If you’re the type of investor who is always looking for value that can be measured, you could do worse than to look to the Pacific rim of Asia these days for a few intriguing possibilities. As a matter of fact, right now that region hosts 5 companies with stocks that may fit the criteria  for Benjamin Graham-style value potential. Here the ones that came up in my latest screen:

AU Optronics is a Taiwan based maker of semiconductors that trades on the New York Stock Exchange. With a price/earnings ratio of only 5, the company is available at about a 40% discount from its book value.

AU Optronics chart.

AU’s earnings per share track record is in the red for the past 5-years, but this year is green. The levels of debt are low and they’re paying a 4% dividend. The short float is just under 5%.
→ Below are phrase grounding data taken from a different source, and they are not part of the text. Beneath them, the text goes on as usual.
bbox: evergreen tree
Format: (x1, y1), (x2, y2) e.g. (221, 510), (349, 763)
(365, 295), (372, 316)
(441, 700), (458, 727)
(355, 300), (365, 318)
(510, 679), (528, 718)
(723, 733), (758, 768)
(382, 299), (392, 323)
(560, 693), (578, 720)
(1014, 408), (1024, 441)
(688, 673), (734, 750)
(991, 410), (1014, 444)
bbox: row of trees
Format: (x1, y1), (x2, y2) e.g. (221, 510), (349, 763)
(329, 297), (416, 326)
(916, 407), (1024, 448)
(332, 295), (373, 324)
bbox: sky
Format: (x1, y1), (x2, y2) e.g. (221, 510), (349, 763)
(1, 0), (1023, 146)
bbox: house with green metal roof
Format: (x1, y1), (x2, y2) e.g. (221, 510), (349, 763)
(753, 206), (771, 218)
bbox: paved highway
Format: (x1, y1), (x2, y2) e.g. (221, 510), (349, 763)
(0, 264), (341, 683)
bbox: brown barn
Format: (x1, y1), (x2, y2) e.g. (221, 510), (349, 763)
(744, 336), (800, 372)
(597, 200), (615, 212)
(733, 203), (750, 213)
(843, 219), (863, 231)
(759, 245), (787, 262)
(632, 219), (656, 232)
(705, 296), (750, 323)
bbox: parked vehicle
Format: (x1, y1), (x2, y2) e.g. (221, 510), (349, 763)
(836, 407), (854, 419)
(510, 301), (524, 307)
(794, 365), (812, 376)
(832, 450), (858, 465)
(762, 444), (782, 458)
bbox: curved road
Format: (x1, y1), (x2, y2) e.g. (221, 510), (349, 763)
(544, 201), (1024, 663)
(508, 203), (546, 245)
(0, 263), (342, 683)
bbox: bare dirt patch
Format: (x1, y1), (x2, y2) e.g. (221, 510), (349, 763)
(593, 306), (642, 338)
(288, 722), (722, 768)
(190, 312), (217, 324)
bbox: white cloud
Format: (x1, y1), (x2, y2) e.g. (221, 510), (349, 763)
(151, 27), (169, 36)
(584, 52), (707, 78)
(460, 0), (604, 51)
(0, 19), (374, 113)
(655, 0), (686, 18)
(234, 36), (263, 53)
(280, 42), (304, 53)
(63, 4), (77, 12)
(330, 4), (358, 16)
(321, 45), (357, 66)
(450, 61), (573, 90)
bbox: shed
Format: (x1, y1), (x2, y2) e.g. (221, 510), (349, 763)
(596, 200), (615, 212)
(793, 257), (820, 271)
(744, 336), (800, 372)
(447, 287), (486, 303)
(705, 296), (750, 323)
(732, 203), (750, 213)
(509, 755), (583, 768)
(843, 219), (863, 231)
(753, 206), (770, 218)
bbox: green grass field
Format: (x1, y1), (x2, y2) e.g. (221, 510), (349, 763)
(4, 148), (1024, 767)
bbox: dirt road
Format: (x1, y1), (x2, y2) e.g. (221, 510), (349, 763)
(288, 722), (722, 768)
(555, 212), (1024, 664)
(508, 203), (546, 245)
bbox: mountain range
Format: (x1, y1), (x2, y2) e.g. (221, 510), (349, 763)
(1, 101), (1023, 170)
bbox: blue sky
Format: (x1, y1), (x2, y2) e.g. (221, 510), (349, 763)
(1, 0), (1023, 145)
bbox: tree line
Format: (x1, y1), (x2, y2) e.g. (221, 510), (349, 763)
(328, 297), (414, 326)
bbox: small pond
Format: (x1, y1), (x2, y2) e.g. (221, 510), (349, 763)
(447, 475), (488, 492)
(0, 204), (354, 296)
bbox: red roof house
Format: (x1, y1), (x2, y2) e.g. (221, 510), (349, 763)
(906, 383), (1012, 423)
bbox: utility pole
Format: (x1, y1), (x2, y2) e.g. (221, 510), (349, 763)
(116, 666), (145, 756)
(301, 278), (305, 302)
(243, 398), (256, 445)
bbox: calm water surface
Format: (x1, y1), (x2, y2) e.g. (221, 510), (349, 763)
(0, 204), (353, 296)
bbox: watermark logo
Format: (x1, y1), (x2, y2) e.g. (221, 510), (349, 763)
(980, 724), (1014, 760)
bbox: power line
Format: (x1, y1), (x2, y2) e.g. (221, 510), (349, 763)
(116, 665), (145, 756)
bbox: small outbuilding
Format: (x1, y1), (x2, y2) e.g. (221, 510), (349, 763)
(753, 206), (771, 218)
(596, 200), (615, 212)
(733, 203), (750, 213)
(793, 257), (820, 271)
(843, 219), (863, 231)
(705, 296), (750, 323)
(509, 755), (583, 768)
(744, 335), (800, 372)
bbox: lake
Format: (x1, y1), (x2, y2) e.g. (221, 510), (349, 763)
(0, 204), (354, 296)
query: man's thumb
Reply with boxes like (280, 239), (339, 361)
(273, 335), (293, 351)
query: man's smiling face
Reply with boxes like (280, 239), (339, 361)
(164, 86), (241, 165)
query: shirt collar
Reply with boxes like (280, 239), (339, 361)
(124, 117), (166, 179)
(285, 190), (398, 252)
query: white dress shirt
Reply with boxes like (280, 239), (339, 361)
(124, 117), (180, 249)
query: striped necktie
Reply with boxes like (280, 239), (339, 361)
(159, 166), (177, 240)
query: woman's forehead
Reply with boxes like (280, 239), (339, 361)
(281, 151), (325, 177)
Honda Motor Company is Japan-based and New York Stock Exchange listed.  It’s been around since 1946. The legendary manufacturer of cars and scooters can be purchased these days at a 26% discount from its book value. The price/earnings ratio sits at 5.6.

Honda chart.

The company’s 5-year record of earnings is all positive and this year’s earnings per share is solidly green. Long-term debt is half of shareholder equity. Honda is paying a dividend of 3%.

SK Telecom is a mobile telecommunications company based in South Korea. It’s NYSE-listed and now trading for 83% of book. The price/earnings ratio is 6.

SK Telecom chart.

Their 5-year earnings record is positive and this year is coming in as very good. SK pays a 4% dividend. The short float is a negligible .06%. I wrote about this stock here a few months ago — and it’s still cheap.

LG Display is another Korean outfit listed on the New York Stock Exchange. Right now this diversified electronics company is trading at just a bit less than half its book value.

LG Display chart.

The price/earnings ratio is low at 5.8. LG’s 5-year record of earnings is good and this year is very good. The quarter-to-quarter is red, a concern. Debt levels are low.  The dividend yield is 2.82%.

Posco aka Pohang Iron & Steel is a basic materials company based in Korea that trades at 62% of book. The price/earnings ratio is 9.45. The 5-year track record of earnings is positive and this year is very green.

Posco chart.

The debt levels are low. They’re paying a 4.24% dividend. The average daily volume of Posco is much lower than the other companies mentioned — billion dollar hedge funds may have liquidity concerns with this type of an issue.

Needless to say, there’s something about this region and something about these companies that seems to be keeping big investment money away. But with the kind of value that might be present, how long can that last?